Using de-Moivres formula it is easy to show that $\sin(\frac{\pi}{180})$ and $\cos(\frac{\pi}{180})$ are algebraic numbers.
But how can I get the degree of their minimal-polynomials (It is $48$, which is $\phi(180)$, where $\phi$ denotes the totient-function) and how can I prove that both numbers have the same minimal polynomial ?
How can I prove that $\tan(\frac{\pi}{180})$ has a symmetric minimal polynomial with degree $24$ ?
I think, the problem is related to roots of unity.
The number $\zeta= e^{2\pi i/n}$ is a primitive $n$th root of unity.
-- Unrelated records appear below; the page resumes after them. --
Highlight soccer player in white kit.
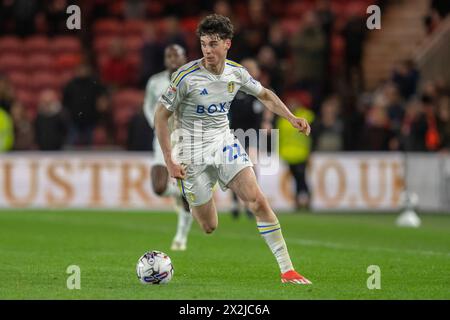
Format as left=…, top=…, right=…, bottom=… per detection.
left=154, top=15, right=312, bottom=284
left=143, top=44, right=193, bottom=251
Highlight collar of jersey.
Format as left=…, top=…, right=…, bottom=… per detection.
left=199, top=58, right=226, bottom=78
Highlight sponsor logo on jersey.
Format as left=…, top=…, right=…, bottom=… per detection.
left=199, top=88, right=208, bottom=95
left=196, top=101, right=231, bottom=114
left=227, top=81, right=235, bottom=93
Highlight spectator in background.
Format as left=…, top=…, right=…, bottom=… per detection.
left=0, top=106, right=13, bottom=152
left=423, top=8, right=441, bottom=35
left=312, top=95, right=344, bottom=151
left=215, top=0, right=245, bottom=61
left=342, top=10, right=366, bottom=93
left=401, top=98, right=426, bottom=151
left=63, top=63, right=108, bottom=146
left=437, top=95, right=450, bottom=151
left=391, top=60, right=420, bottom=100
left=381, top=82, right=405, bottom=134
left=360, top=104, right=397, bottom=151
left=13, top=0, right=39, bottom=36
left=139, top=23, right=165, bottom=87
left=290, top=11, right=327, bottom=111
left=163, top=16, right=187, bottom=51
left=402, top=94, right=442, bottom=152
left=101, top=38, right=134, bottom=88
left=267, top=22, right=289, bottom=61
left=257, top=46, right=284, bottom=94
left=124, top=0, right=147, bottom=20
left=0, top=0, right=15, bottom=35
left=315, top=0, right=334, bottom=88
left=239, top=0, right=269, bottom=58
left=34, top=89, right=69, bottom=150
left=45, top=0, right=69, bottom=36
left=277, top=97, right=315, bottom=210
left=0, top=75, right=15, bottom=113
left=127, top=109, right=154, bottom=151
left=93, top=93, right=115, bottom=146
left=9, top=102, right=34, bottom=150
left=431, top=0, right=450, bottom=18
left=421, top=94, right=441, bottom=151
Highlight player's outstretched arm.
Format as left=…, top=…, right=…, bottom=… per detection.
left=257, top=88, right=311, bottom=136
left=154, top=103, right=186, bottom=179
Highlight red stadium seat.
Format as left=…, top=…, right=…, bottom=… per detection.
left=26, top=53, right=55, bottom=72
left=0, top=36, right=23, bottom=55
left=8, top=71, right=29, bottom=90
left=284, top=90, right=312, bottom=109
left=0, top=54, right=26, bottom=73
left=93, top=19, right=122, bottom=36
left=112, top=89, right=144, bottom=112
left=112, top=89, right=145, bottom=142
left=285, top=2, right=308, bottom=18
left=58, top=70, right=75, bottom=87
left=124, top=36, right=144, bottom=53
left=54, top=53, right=81, bottom=72
left=280, top=18, right=301, bottom=36
left=180, top=18, right=199, bottom=33
left=51, top=36, right=82, bottom=55
left=93, top=36, right=115, bottom=53
left=15, top=89, right=37, bottom=111
left=123, top=20, right=146, bottom=36
left=29, top=72, right=60, bottom=92
left=24, top=36, right=50, bottom=54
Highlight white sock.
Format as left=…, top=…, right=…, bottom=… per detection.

Its degree is given by the Euler's phi function $\phi(n)$.
Now $2\cos(2\pi/n)=\zeta+\bar \zeta$, being real is in the fixed field of complex conjugation automorphism: its degree is half that of $\zeta$. Same way for $\sin(2\pi/n)$.
Now $\tan(\pi/180)=\tan (2\pi/360)$. It is the ratio of two numbers of degree $\frac12\phi(360)=48$. It can be expressed $(\zeta-\bar\zeta)/(\zeta+\bar\zeta)$. Using this expression counting distinct conjugates we can prove its degree is 24.